He and Glenn Frey didn’t really announce the end of the band. Instead they went to Irving Azoff separately and played him the solo albums they had recorded. It was 1982 by the time an announcement was made.
“I have no regrets,” Henley said. “A lot of people in the media attach more importance to bands that came out of the 60s than bands that came out of the 70s, so I don’t know how the Eagles will be remembered. Some day, though, I think people may look back and say: ‘Some of that stuff was pretty good after all’.”
He was right. The band had written scores of beautiful and brilliant songs. But more than that, they had come to embody a particular life and a particular time. By 1986 they were being asked to reunite.

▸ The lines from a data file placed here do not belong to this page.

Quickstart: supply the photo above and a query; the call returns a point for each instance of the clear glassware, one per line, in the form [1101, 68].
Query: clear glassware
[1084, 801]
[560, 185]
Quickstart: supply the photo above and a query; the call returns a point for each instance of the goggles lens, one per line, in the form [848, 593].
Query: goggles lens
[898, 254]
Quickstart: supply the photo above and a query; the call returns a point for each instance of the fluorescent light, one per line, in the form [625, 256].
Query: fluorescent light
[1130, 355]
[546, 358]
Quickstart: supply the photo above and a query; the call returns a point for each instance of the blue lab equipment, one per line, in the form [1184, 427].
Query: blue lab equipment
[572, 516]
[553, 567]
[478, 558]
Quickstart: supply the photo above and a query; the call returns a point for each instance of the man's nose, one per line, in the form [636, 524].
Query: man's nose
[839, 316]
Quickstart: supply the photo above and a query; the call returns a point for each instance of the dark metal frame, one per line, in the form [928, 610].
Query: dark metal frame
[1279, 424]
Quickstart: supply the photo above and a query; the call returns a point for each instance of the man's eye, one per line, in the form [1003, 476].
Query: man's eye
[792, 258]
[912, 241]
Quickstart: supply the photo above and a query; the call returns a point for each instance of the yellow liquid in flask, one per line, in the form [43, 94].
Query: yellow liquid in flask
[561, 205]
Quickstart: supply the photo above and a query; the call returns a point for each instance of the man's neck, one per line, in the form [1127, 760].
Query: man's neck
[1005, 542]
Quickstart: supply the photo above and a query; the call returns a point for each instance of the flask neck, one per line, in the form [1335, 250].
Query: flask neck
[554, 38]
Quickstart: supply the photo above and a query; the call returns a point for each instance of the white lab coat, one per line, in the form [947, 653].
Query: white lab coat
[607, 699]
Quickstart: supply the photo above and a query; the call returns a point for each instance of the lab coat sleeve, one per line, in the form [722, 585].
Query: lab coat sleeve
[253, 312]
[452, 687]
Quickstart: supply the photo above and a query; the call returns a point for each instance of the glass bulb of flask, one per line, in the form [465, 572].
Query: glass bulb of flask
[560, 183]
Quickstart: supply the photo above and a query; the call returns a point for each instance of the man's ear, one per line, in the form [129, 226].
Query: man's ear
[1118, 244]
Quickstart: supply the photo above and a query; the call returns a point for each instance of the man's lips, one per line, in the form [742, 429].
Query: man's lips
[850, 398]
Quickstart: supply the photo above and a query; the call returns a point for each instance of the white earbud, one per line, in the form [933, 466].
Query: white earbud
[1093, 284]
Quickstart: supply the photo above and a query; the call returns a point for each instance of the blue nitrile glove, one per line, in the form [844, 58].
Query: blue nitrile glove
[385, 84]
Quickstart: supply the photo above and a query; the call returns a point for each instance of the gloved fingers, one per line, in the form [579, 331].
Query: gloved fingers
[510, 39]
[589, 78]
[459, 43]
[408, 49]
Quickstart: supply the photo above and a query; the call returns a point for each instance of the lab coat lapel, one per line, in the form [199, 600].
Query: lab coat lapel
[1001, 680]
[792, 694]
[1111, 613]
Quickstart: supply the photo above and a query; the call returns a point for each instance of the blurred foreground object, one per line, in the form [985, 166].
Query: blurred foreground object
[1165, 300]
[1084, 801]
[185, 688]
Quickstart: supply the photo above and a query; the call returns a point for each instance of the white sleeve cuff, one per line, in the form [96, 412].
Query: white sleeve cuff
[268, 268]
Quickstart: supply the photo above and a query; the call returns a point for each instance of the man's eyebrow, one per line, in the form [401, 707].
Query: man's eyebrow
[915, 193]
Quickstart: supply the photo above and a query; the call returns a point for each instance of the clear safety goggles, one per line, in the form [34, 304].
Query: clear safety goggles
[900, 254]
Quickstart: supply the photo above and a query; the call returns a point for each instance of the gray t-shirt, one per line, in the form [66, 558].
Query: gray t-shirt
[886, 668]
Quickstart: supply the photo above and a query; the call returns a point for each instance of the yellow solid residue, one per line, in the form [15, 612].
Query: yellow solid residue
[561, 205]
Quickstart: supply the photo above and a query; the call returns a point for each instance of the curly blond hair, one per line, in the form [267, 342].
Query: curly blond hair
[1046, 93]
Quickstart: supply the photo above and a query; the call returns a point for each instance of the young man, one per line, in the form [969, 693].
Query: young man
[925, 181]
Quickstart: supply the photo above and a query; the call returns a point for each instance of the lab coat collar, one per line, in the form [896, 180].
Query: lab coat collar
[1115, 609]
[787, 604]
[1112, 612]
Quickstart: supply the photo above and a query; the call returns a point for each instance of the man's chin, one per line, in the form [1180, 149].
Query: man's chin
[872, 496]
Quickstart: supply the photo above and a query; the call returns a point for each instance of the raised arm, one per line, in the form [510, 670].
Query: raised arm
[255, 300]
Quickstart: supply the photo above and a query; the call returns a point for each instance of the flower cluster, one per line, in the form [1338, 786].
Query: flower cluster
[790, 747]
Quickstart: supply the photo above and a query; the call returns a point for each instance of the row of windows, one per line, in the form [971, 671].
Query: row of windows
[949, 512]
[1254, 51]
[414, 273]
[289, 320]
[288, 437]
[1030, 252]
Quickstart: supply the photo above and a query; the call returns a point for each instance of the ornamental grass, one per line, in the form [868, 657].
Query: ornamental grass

“I don’t think so,” Frey said. “We were offered two million dollars to play the US Festival and two and a half million to play the second one. One of my managers at the time said: ‘Come on, you rehearse for a couple of weeks, you play the gig, that’s it’. He had just gotten a divorce from his wife, and I said: ‘I’ll go rehearse with The Eagles if you’ll go back for a couple of weeks with your wife’. I can’t see myself at age forty-one, up on stage, with a beer belly, singing Take it Easy. Without a reunion, The Eagles are forever young, like James Dean.”
It was with wry humour, then, that the eventual reunion, in 1994, was called Hell Freezes Over.
“Well,” Henley said, “we worked long and hard. We earned it. It is pay day. We prided ourselves on the fact that were one of the only bands of our generation left where all the members are still living.”
He paused. “Actually, I really think that’s an achievement.”